Según los resultados de la caja en los nueve primeros meses del año, la entidad incrementó sus recursos propios en un 7,09 por ciento, “situando el ratio de solvencia en el 12,4 por ciento”.

“La entidad ha continuado su esfuerzo en la constitución de coberturas, que ya alcanzan el 3,18 por ciento del crédito y que permite a Caja España abordar con garantías las incertidumbres y el crecimiento de la morosidad que afectan al sector”, aseveró la caja.

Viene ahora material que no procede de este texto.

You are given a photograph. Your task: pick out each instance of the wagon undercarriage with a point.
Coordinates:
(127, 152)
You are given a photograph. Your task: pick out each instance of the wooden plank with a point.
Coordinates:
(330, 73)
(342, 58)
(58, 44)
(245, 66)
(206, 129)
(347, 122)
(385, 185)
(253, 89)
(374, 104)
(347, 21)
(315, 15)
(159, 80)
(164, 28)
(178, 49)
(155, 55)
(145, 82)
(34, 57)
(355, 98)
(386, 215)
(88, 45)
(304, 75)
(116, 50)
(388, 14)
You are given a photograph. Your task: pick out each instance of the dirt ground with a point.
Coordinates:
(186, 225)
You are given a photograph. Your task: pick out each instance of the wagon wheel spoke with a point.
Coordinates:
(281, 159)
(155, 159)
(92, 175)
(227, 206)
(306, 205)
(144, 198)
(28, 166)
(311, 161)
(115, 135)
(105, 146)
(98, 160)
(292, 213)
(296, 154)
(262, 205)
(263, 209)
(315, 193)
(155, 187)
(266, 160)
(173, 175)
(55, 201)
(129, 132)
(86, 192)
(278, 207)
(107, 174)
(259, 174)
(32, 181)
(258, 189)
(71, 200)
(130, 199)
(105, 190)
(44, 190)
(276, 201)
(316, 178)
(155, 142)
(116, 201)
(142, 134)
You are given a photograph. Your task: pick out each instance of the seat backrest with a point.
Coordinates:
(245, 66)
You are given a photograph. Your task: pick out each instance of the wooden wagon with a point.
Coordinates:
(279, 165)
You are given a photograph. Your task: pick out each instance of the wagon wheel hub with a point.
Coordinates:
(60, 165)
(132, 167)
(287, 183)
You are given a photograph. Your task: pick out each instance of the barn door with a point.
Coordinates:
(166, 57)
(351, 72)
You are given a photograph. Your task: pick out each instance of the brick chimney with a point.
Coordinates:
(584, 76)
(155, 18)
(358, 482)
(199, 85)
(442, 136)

Estos factores han sido destacados por la agencia de calificación Fitch que ha mantenido el rating de Caja España a largo plazo en A-, “adecuando, asimismo, el rating a corto plazo a los nuevos riesgos derivados de la fuerte desaceleración económica, situándolo en F2 frente al F1 anterior”, agregó.

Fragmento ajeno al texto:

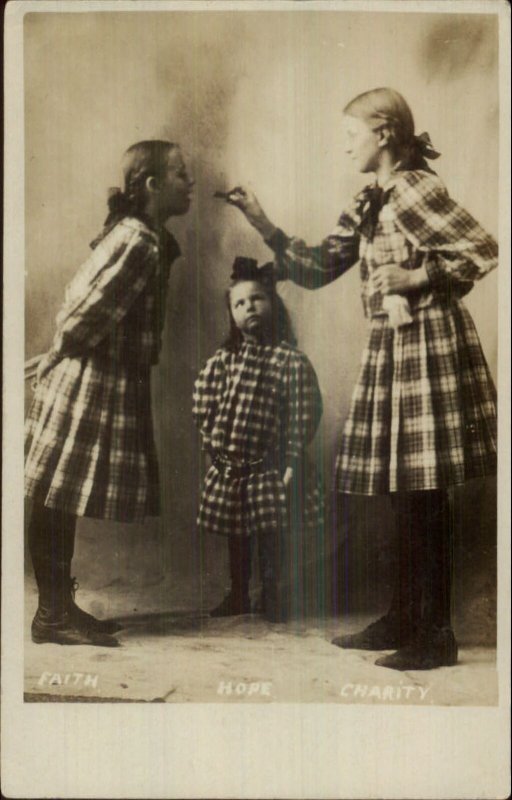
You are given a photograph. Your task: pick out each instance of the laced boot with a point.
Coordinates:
(386, 633)
(52, 622)
(86, 621)
(237, 600)
(272, 605)
(431, 647)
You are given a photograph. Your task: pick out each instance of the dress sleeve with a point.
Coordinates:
(207, 388)
(459, 250)
(104, 290)
(314, 267)
(304, 406)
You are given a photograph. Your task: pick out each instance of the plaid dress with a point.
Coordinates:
(423, 412)
(89, 435)
(258, 408)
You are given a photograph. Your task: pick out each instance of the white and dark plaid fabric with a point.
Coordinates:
(89, 434)
(423, 413)
(259, 404)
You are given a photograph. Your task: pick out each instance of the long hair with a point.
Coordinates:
(246, 269)
(140, 162)
(386, 108)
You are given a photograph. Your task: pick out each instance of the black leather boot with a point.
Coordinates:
(401, 622)
(86, 621)
(431, 647)
(53, 622)
(272, 605)
(237, 600)
(434, 643)
(51, 536)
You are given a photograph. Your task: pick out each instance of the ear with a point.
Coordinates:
(151, 184)
(385, 137)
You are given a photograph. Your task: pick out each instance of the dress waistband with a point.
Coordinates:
(233, 469)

Por su parte la agencia Moody’s ha adecuado también el rating de Caja España a A3 debido a la ralentización de los mercados nacionales. “Sin embargo, Moody’s reconoce la fuerte posición de liquidez de Caja España, que le permite soportar un prolongado cierre de los mercados mayoristas”, explicaron las mismas fuentes.

CRÉDITO

Según los datos aportados por la entidad, el crédito a la clientela neta alcanzó los 16.267 millones, con un aumento interanual del 5,7 por ciento. El motor de este crecimiento fueron los créditos a actividades productivas no vinculadas al sector constructor promotor, que crecieron a un ritmo del 15,9 por ciento, “ajustándose así la entidad al nuevo entorno económico del mercado español, de menor actividad hipotecaria ligada al sector inmobiliario, y la apuesta por otros nichos de mercado”.

El ratio de morosidad total, por su parte, se situó en el 3,75 por ciento, ralentizando su crecimiento y adecuándose a las cifras medias del sector, condicionadas por la actual situación económica internacional.

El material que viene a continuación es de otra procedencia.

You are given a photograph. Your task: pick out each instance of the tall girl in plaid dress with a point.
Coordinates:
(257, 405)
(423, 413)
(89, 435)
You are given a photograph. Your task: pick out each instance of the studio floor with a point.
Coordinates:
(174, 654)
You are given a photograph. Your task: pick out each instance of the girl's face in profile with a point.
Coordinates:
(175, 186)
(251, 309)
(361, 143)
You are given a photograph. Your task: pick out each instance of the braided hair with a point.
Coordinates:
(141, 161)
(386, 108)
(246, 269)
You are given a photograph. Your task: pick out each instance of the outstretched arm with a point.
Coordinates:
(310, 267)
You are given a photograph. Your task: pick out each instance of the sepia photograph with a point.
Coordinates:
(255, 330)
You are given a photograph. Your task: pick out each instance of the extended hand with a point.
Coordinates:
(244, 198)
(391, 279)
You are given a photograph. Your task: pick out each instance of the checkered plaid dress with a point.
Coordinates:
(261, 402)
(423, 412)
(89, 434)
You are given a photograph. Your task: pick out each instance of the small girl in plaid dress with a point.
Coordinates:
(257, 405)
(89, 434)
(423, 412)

“No obstante, es preciso significar que aproximadamente el 70 por ciento de los activos dudosos están respaldados por una garantía real”, aclaró la entidad, que destacó que, dentro de los “estrictos criterios de prudencia” para ajustarse a la nueva realidad del mercado, Caja España ha llevado a cabo un “importante esfuerzo en dotaciones”, mejorando la cobertura del crédito sobre el riesgo total hasta el 3,18 por ciento, desde el 2,34 por ciento de hace doce meses.

RECURSOS

Por otro lado, los recursos de clientes en balance se elevaron a 19.924 millones a lo largo de los nueve primeros meses del año, con un aumento interanual del 7,6 por ciento y donde Caja España destacó los depósitos de la clientela, que se elevan a 16.793 millones, con un crecimiento del 10,6 por ciento en los últimos doce meses.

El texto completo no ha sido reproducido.